Association between abdominal obesity and some selected non-communicable diseases among adults in Calabar metropolis, Cross River State, Nigeria

Keywords: Abdominal obesity, hypertension, type 2 diabetes, waist circumference


Background: Fat accumulation around the abdomen is an important consideration in obesity studies and management. Generalized obesity indices alone without considering abdominal obesity are not sufficient in the study and treatment of obesity and the related escalating cases of preventable non-communicable diseases globally.

Objective: This study assessed the relationship between abdominal obesity and some selected non-communicable diseases such as generalized obesity, hypertension, and type 2 diabetes among adults in Calabar Metropolis.

Materials and methods: A multistage sampling technique was used to select 500 participants (20-70 years). The cross-sectional descriptive study adapted the WHO STEPwise questionnaire for surveillance of non-communicable diseases. Data were analyzed using descriptive and inferential statistics including frequency, percentages, chi-square, correlation, and logistic regression; significant differences were established at p<0.05.

Results: 51% of the participants were single while 44.8% were married. It was found that 27.8% and 56.9% of males, as well as 31.1% and 41.1% of females who were diagnosed with hypertension, had high and very high waist circumferences respectively compared to fewer males and females who were undiagnosed with hypertension. There was a correlation between waist circumference and diastolic blood pressure (r= -0.102, p=0.022) as well as with random blood glucose (r=0.123, p=0.006). The males had higher odds to develop hypertension (OR=2.754; CI=1.776-4.270) and fewer odds to develop abdominal obesity compared to the females.

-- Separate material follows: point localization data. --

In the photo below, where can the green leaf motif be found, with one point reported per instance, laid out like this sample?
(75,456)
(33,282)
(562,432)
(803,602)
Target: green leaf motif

Conclusion: There were strong associations between hypertension, type 2 diabetes, generalized obesity, and waist circumference of the participants. More individuals with high waist circumferences had hypertension. Men were less likely to have abdominal obesity in relation to high blood pressure compared to women. There should be appropriate interventions for the individuals who were already diagnosed with the various NCDs while those at risk of developing the disorders should be identified within the population for proper counseling.